Géographes et architectes croisent le regard lorsqu’il s’agit de parler de la forme d’une ville; les premiers décrivent l’espace pour expliquer le projet, les seconds projettent une description spatiale. La nuance est critique, en particulier à travers le prisme des analyses dites morphologiques, soit l’application d’un cadre fondé sur le caractère structurant des aménagements formels. Ici, l’approche proposée place l’auteur géographe et le lecteur architecte comme deux nations qui regardent un même objet sans se comprendre. Les ambitions interdisciplinaires légitimes pour toutes analyses et interprétations du phénomène urbain sur le plan économique, social et politique se trouvent soudainement inopérantes. Nous sommes devant un malentendu entre deux méthodes qui regardent l’espace dans une perspective différente.

J’ai employé le mot nation, car ce malaise rappelle celui que francophones et anglophones montréalais peuvent ressentir lorsque chacun exprime sa façon de voir la question de l’avenir du français à Montréal. Soudain, la civilité quotidienne et les sympathies d’intérêts partagés dévoilent une indifférence mutuelle sur la contribution de l’autre communauté. Ainsi, l’ouvrage de Guertin explore les enjeux géographiques de la forme urbaine de Québec en laissant peu de place au projet d’aménagement dans la logistique de la formation du territoire ou du tissu urbain. L’architecte cherche une prise sur le concret que lui offre l’analyse typo morphologique ou de la syntaxe spatiale.

L’analyse de morphologie géographique et historique, directement inspirée par les travaux de Ritchot et Pelletier, exprime un désir de reconnaître l’unicité d’un lieu, dans sa forme et ses mythes.

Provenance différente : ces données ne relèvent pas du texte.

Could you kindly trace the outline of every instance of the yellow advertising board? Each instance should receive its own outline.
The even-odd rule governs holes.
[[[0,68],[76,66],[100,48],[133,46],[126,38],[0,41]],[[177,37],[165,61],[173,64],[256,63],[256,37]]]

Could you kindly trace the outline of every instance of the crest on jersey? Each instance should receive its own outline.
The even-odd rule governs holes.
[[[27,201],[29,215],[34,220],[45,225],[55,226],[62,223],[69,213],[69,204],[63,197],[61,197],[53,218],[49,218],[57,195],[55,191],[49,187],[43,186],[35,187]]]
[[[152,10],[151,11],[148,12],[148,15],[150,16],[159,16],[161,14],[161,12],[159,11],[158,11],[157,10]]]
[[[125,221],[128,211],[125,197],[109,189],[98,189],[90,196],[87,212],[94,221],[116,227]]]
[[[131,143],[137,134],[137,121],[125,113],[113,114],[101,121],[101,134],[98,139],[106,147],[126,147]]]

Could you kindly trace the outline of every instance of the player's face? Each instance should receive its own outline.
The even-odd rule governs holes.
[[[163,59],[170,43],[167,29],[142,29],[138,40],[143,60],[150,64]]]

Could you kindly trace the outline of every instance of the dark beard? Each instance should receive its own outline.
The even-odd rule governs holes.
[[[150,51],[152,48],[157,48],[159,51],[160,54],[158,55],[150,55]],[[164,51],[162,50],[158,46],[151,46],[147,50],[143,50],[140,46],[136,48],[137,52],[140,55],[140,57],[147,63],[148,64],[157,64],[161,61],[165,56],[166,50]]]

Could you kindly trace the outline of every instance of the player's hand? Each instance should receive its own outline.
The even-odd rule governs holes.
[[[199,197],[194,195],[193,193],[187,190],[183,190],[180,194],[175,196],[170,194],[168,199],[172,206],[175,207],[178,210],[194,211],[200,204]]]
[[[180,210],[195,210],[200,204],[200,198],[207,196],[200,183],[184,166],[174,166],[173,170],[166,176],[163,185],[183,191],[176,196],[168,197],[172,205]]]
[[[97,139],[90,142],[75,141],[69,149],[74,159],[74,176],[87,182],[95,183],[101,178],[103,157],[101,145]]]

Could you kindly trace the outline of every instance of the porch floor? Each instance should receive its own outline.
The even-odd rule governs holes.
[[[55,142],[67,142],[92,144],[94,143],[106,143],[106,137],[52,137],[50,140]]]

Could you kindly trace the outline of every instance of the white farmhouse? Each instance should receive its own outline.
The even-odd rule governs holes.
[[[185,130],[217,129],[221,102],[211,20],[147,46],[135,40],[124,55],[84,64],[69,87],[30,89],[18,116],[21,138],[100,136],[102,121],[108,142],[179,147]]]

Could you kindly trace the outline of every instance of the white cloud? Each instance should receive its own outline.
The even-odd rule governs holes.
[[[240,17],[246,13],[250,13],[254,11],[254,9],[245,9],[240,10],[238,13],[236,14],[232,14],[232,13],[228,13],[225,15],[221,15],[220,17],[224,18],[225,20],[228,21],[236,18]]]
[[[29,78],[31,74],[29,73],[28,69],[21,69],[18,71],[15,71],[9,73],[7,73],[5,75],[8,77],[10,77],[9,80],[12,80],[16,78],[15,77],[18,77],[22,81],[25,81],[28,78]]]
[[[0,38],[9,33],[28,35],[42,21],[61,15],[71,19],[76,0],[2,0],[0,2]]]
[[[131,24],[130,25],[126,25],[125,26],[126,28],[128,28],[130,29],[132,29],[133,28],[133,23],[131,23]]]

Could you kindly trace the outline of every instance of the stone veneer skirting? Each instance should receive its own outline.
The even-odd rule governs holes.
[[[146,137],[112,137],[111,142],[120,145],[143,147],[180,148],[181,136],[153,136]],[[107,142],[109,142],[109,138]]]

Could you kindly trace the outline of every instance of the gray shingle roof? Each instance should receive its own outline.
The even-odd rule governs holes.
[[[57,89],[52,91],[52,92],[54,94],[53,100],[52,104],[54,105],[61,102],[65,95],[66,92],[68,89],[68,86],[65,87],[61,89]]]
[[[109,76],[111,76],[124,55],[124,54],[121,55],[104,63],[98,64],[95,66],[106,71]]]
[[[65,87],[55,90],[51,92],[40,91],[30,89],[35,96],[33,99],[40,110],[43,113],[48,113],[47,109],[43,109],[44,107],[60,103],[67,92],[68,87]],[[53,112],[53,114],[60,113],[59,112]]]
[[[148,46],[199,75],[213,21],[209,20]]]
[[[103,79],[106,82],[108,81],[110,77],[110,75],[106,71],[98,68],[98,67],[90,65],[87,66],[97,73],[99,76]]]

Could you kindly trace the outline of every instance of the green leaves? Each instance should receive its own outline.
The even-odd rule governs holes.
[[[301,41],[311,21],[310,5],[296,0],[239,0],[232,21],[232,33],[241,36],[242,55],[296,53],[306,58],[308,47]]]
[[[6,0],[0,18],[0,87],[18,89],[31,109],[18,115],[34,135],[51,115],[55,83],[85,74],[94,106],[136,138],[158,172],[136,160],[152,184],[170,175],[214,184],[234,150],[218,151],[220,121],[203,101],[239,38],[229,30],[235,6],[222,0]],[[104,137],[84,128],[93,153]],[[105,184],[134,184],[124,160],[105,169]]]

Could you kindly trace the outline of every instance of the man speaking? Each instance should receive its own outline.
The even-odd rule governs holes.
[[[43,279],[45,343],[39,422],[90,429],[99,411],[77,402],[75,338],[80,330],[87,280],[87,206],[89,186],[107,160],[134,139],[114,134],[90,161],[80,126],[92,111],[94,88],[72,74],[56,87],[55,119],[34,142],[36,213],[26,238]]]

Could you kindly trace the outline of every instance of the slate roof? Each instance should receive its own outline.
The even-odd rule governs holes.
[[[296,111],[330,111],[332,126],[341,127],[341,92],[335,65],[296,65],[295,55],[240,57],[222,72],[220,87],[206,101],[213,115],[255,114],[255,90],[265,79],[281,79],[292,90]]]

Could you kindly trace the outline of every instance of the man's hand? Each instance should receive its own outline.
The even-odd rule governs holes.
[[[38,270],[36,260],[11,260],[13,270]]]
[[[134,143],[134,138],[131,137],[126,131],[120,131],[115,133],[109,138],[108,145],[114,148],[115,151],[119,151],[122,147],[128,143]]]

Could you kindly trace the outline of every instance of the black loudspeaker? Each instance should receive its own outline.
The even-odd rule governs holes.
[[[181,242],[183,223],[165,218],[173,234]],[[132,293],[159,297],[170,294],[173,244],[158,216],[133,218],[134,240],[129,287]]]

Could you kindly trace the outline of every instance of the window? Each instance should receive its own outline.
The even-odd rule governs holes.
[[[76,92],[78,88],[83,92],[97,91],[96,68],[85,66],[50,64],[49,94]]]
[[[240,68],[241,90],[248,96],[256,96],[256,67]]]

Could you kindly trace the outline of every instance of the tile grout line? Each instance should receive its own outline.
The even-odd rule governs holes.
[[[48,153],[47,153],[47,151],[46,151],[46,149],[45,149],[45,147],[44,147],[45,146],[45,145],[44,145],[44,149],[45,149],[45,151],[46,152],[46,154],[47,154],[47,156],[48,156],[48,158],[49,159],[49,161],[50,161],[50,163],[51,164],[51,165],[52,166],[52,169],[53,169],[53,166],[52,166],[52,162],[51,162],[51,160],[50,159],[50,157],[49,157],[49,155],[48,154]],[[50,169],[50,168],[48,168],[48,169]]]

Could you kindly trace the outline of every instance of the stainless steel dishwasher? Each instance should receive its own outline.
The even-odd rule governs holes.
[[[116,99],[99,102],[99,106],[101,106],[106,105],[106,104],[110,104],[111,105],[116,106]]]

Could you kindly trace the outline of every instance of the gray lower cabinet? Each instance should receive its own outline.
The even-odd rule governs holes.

L’approche est déconcertante; elle apparaît comme une astrologie des états d’âme, tel un horoscope structuraliste qui propose de baliser notre aventure individuelle et collective.

Sur ce point, l’analyse typo morphologique insiste davantage sur le phénomène de récurrence et de répétitions pour mieux saisir la nature des éléments singuliers ou exceptionnels. Reconnaître ce qui se répète et se reproduit de manière directe ou dérivée signifie prendre une mesure de la concrétisation matérielle des mythes, idéaux et modèles qui animent une société. Le projet urbain pose certes l’existence d’alternatives explorées verbalement ou graphiquement, mais celui réalisé matérialise les intérêts et les aspirations des acteurs de chaque époque, dans une mise en contexte locale et internationale considérant la vocation coloniale de la ville. Les longues hypothèses sur le choix du site de Québec et le fantôme urbain de Ludovica semblent perdre l’enjeu récurrent de la modestie des moyens du projet colonial européen, français ou britannique, jusqu’au début du XIXe siècle.

En effet, tout le long du volume la question revient en boucle. En quoi le développement de Québec, comme comptoir commercial dans la première moitié du XVIIe siècle, de ville coloniale française jusqu’en 1759, de ville coloniale britannique jusqu’au départ des troupes en 1871 et comme ville nord-américaines depuis est-il pareil ou différent des modèles et pratiques établis dans chacun de ses contextes culturels, économiques et sociaux?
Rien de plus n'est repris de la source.